Are eggs high in sodium?
No, eggs are not high in sodium. Adults should eat foods containing less than 1,500mg of sodium per day. One egg has only 80mg of sodium, which is just two percent of the recommended daily allowance which means one egg contributes less than 10 percent of the recommended daily allowance of sodium.
Removing salts from frozen shrimp is possible to do so. It is a simple process that can be performed in a matter of minutes. Knowing how to remove sodium from frozen shrimp makes it a great addition to a low-carb diet or for anyone trying to cut back on sodium intake.
- 1 Pan
- 1 tablespoon olive oil
- 1 lb medium to large shrimp peeled and deveined
- ¼ cup low-sodium soy sauce
- 2 tablespoon water
- 2 tablespoon light brown sugar
- 1 tablespoon honey
- 1 tablespoon rice vinegar
- 1 teaspoon sesame oil
- 3 garlic cloves minced
- 1 teaspoon fresh ginger grated
- 1 green onion diced
- 1 tablespoon toasted sesame seeds
- 1 tablespoon water
- 1 tablespoon cornstarch
- Say sauce, water, brown sugar, honey, rice vinegar, garlic, ginger, green onions, and sesame seeds should all be combined in a small bowl.
- Large skillet with oil over medium-high heat.

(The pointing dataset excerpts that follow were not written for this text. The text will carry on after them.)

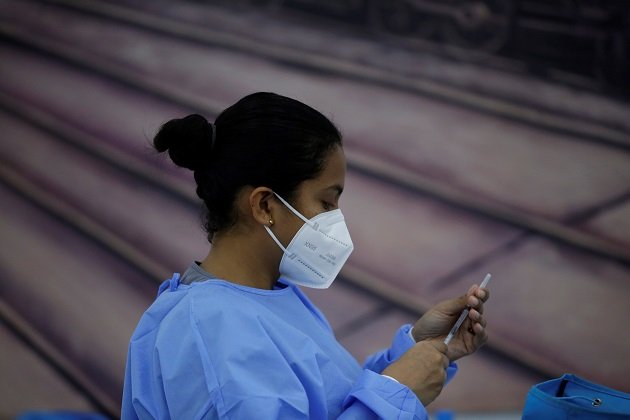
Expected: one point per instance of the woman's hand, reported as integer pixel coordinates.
(438, 321)
(423, 369)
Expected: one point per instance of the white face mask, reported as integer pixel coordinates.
(317, 251)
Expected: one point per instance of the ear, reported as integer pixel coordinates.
(262, 203)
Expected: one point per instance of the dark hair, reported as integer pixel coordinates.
(264, 139)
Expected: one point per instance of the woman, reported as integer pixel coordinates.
(234, 337)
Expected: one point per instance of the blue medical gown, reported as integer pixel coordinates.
(215, 349)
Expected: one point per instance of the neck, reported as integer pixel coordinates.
(240, 260)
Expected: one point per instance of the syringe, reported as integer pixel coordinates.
(464, 314)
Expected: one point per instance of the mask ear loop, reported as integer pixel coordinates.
(297, 213)
(275, 239)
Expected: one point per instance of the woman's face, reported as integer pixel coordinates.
(317, 195)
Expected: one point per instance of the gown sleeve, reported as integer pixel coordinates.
(270, 379)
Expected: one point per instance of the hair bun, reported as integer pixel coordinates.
(188, 141)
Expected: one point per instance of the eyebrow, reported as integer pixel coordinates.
(337, 188)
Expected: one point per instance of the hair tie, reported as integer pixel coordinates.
(214, 135)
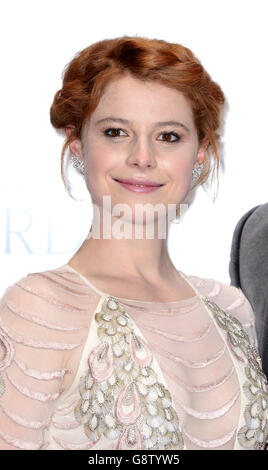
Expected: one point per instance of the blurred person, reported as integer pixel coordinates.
(248, 269)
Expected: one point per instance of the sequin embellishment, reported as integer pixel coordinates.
(254, 434)
(121, 397)
(6, 357)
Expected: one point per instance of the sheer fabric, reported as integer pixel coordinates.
(81, 369)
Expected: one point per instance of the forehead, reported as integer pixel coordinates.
(132, 99)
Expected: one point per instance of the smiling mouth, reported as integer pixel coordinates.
(139, 185)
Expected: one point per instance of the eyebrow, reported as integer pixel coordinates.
(156, 124)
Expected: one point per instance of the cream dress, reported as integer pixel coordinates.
(82, 369)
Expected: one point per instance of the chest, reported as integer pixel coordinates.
(154, 387)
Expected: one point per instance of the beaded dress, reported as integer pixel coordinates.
(81, 369)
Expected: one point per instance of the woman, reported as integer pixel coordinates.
(117, 349)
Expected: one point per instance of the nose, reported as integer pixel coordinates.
(142, 153)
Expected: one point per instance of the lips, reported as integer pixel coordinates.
(139, 182)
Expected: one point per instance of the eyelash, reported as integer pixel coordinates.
(163, 133)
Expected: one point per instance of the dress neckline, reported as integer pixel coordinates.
(139, 302)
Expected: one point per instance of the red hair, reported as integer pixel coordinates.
(170, 64)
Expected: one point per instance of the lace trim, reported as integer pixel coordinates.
(62, 286)
(40, 396)
(37, 374)
(23, 422)
(51, 300)
(172, 337)
(40, 321)
(37, 344)
(191, 364)
(211, 414)
(209, 444)
(19, 443)
(68, 446)
(204, 387)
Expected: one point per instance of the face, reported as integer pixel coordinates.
(124, 138)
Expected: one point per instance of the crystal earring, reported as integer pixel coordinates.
(78, 164)
(196, 172)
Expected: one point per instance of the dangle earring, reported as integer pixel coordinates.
(78, 164)
(196, 172)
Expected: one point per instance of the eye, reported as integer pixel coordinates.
(114, 130)
(169, 134)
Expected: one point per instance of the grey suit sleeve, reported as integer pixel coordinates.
(248, 270)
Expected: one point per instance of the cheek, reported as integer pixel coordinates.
(98, 169)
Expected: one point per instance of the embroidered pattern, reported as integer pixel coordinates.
(6, 357)
(254, 435)
(121, 396)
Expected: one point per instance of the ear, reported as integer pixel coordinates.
(75, 145)
(201, 154)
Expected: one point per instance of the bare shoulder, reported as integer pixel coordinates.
(226, 296)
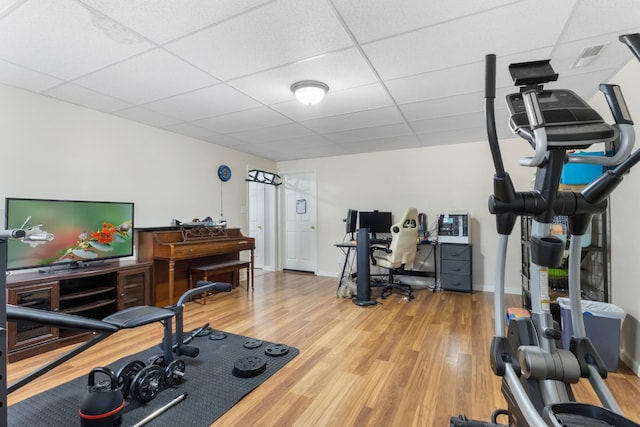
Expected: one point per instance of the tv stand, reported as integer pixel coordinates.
(94, 291)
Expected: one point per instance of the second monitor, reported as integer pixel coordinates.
(376, 221)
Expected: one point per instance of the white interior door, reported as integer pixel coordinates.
(257, 221)
(299, 221)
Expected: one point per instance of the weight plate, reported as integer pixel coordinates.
(249, 367)
(146, 384)
(203, 333)
(252, 343)
(276, 350)
(174, 372)
(217, 335)
(158, 360)
(126, 375)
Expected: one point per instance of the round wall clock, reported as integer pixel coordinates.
(224, 173)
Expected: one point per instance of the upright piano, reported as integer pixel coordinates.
(174, 250)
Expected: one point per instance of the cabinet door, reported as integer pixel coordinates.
(43, 296)
(133, 287)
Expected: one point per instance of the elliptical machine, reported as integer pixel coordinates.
(537, 373)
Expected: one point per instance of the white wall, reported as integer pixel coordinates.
(52, 149)
(625, 231)
(434, 180)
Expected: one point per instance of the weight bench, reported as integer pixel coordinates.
(129, 318)
(219, 268)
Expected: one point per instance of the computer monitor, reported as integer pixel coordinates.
(376, 221)
(352, 222)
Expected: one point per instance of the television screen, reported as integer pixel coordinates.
(66, 232)
(376, 221)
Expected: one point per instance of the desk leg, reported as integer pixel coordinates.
(172, 273)
(252, 276)
(344, 266)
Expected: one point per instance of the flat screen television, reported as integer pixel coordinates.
(67, 233)
(376, 221)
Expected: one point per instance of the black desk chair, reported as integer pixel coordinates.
(400, 253)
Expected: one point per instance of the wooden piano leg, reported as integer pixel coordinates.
(252, 277)
(172, 273)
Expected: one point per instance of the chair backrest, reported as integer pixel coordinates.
(404, 238)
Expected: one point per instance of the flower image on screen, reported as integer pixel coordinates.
(63, 231)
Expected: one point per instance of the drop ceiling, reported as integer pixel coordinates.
(402, 73)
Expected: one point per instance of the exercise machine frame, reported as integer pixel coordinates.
(536, 371)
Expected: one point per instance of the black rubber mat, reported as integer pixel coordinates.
(208, 379)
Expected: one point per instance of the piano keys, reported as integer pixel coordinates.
(174, 250)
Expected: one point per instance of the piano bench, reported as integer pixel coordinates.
(218, 268)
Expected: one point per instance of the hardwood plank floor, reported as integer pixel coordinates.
(399, 363)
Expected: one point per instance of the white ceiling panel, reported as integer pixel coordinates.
(375, 20)
(280, 33)
(153, 75)
(335, 103)
(458, 121)
(189, 130)
(63, 39)
(202, 103)
(163, 20)
(148, 117)
(79, 95)
(360, 119)
(243, 120)
(274, 133)
(15, 75)
(468, 39)
(401, 73)
(364, 134)
(273, 86)
(443, 107)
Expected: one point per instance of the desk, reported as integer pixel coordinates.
(348, 247)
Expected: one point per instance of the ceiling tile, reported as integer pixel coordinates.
(398, 129)
(458, 121)
(202, 103)
(79, 95)
(243, 120)
(142, 115)
(280, 33)
(468, 39)
(188, 129)
(273, 133)
(374, 20)
(64, 39)
(15, 75)
(367, 97)
(438, 84)
(360, 119)
(153, 75)
(382, 144)
(592, 17)
(446, 106)
(339, 70)
(164, 20)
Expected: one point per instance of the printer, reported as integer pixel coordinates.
(454, 228)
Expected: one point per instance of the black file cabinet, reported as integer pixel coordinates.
(455, 267)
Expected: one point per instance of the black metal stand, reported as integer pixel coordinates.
(363, 282)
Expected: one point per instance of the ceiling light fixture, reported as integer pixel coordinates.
(309, 92)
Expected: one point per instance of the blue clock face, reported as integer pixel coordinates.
(224, 173)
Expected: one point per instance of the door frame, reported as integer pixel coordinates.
(282, 238)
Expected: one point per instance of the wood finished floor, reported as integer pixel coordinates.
(399, 363)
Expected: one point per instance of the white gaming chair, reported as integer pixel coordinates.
(401, 251)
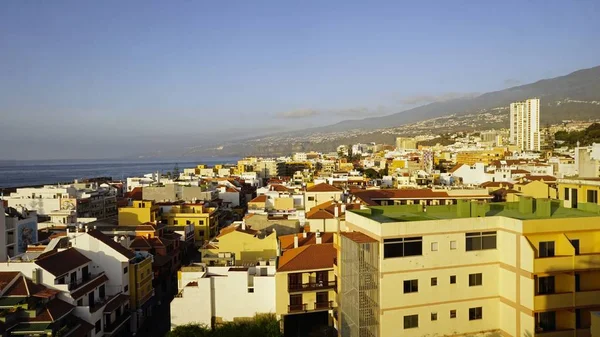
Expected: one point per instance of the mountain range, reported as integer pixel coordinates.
(575, 96)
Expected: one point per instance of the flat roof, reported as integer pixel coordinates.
(400, 213)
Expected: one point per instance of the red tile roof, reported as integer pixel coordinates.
(358, 237)
(260, 198)
(309, 257)
(287, 241)
(323, 187)
(59, 263)
(111, 243)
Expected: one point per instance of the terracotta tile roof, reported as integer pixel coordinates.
(260, 198)
(89, 287)
(319, 214)
(115, 303)
(60, 263)
(309, 257)
(540, 178)
(6, 277)
(287, 241)
(455, 168)
(323, 187)
(112, 244)
(236, 228)
(54, 310)
(358, 237)
(496, 184)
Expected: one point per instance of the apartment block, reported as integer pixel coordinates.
(214, 295)
(525, 124)
(527, 268)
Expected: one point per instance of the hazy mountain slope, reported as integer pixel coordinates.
(582, 85)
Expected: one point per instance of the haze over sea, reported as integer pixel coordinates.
(31, 173)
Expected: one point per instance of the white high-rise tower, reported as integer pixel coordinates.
(525, 124)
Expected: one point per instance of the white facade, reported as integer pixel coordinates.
(525, 124)
(225, 293)
(471, 175)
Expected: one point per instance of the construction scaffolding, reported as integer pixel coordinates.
(359, 302)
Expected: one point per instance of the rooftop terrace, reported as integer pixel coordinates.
(526, 209)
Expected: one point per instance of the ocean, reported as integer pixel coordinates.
(31, 173)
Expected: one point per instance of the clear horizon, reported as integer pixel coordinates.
(113, 79)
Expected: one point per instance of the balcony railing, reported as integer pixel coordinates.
(324, 305)
(311, 286)
(297, 307)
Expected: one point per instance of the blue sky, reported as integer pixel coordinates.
(82, 79)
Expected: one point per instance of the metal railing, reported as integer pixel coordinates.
(311, 286)
(297, 307)
(323, 305)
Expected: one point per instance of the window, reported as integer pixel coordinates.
(411, 321)
(480, 240)
(475, 313)
(575, 244)
(475, 279)
(593, 196)
(411, 286)
(546, 285)
(546, 249)
(402, 247)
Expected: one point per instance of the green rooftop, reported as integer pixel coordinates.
(525, 209)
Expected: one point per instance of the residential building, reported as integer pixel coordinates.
(17, 231)
(204, 218)
(525, 124)
(516, 269)
(240, 245)
(405, 144)
(140, 211)
(32, 309)
(214, 295)
(320, 193)
(306, 288)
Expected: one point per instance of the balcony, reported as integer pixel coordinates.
(553, 264)
(553, 301)
(313, 286)
(587, 298)
(293, 308)
(556, 333)
(324, 305)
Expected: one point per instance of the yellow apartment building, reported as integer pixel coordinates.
(580, 193)
(528, 268)
(140, 281)
(239, 245)
(204, 219)
(306, 288)
(140, 212)
(484, 156)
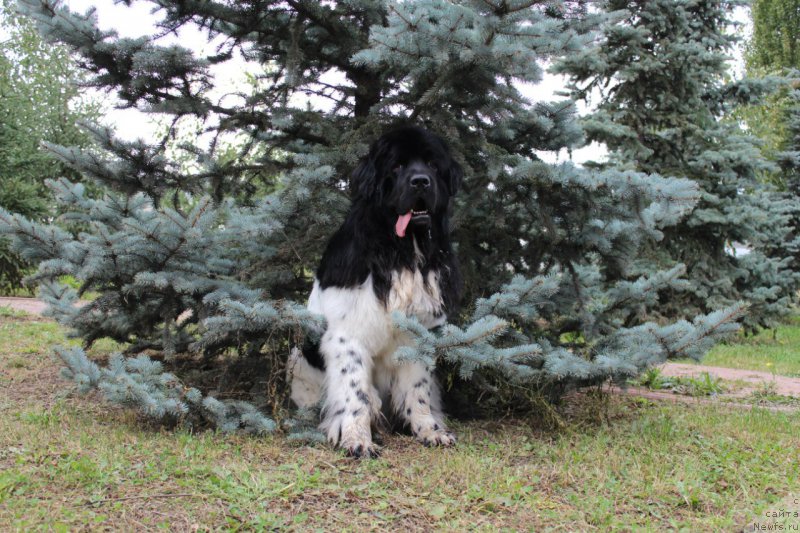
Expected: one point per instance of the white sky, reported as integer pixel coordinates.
(138, 19)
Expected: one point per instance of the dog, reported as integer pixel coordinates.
(392, 253)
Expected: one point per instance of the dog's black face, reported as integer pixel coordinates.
(399, 218)
(410, 174)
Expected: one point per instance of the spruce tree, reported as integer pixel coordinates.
(216, 262)
(660, 83)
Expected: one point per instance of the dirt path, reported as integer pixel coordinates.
(751, 380)
(29, 305)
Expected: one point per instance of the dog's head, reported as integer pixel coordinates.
(411, 175)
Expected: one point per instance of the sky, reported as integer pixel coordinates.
(138, 19)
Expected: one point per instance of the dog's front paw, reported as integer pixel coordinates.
(356, 441)
(368, 451)
(436, 436)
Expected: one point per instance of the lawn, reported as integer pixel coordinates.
(776, 351)
(71, 462)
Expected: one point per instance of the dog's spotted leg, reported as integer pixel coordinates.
(351, 402)
(416, 398)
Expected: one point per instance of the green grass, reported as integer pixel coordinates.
(703, 385)
(776, 351)
(70, 462)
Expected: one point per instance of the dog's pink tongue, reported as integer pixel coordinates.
(401, 224)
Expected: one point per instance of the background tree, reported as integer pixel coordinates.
(218, 279)
(664, 92)
(39, 100)
(772, 49)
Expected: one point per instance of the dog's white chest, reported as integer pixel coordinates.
(416, 296)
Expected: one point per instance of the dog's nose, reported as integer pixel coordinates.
(420, 181)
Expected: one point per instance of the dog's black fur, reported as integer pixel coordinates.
(382, 190)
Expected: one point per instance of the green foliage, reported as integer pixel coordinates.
(39, 100)
(664, 93)
(209, 256)
(776, 30)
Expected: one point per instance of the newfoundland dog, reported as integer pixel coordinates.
(391, 254)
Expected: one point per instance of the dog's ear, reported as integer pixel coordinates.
(365, 180)
(455, 176)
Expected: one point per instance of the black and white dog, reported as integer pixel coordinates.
(392, 253)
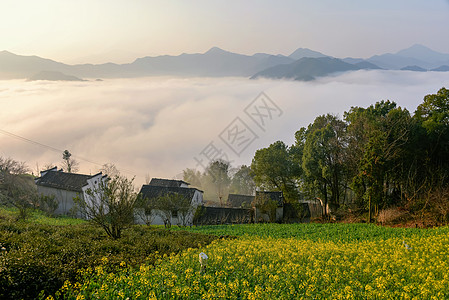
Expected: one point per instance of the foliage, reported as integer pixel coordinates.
(242, 181)
(300, 261)
(265, 205)
(323, 159)
(110, 205)
(48, 204)
(43, 257)
(217, 173)
(170, 203)
(17, 188)
(275, 170)
(69, 164)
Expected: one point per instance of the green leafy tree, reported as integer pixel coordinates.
(193, 177)
(17, 187)
(378, 157)
(274, 169)
(242, 181)
(170, 204)
(217, 174)
(323, 159)
(110, 205)
(69, 164)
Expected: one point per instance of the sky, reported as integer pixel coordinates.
(99, 31)
(159, 126)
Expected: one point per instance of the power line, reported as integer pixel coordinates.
(27, 140)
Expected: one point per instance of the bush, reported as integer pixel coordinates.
(42, 257)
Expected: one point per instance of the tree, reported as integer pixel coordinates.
(265, 205)
(193, 177)
(378, 158)
(17, 187)
(170, 204)
(111, 205)
(69, 164)
(217, 172)
(243, 181)
(110, 169)
(323, 159)
(274, 169)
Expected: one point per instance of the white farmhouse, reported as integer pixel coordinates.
(66, 186)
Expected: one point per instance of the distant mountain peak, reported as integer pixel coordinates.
(216, 50)
(305, 52)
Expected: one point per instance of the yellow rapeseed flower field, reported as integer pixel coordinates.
(271, 266)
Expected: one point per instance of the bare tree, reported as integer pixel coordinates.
(69, 164)
(111, 205)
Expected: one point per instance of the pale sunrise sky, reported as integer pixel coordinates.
(98, 31)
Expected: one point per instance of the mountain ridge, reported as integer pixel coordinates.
(215, 62)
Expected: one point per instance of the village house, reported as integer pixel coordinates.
(159, 187)
(65, 187)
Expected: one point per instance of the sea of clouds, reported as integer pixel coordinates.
(157, 126)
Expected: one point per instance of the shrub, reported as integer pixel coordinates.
(43, 257)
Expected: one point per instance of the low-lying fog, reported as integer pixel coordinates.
(157, 126)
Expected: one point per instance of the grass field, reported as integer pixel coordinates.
(291, 261)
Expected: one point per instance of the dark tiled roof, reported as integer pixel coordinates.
(65, 181)
(236, 200)
(167, 182)
(276, 196)
(151, 192)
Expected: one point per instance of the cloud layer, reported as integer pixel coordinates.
(156, 126)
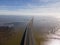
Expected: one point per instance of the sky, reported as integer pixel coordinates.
(30, 7)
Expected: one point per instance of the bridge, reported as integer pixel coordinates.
(28, 38)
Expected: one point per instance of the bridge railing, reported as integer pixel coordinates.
(27, 38)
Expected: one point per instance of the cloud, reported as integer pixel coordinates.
(52, 9)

Once the shrimp is added, heat it until pink, about 1-2 minutes per side.
- Take the shrimp out of the pan, then add the teriyaki sauce and heat through.
- The tablespoon of water and cornstarch should be thoroughly combined in a small bowl before being added to the sauce. Simmer until thick, about 1-2 minutes.
- To uniformly coat the shrimp with the sauce, place them back. If desired, serve with rice and vegetables.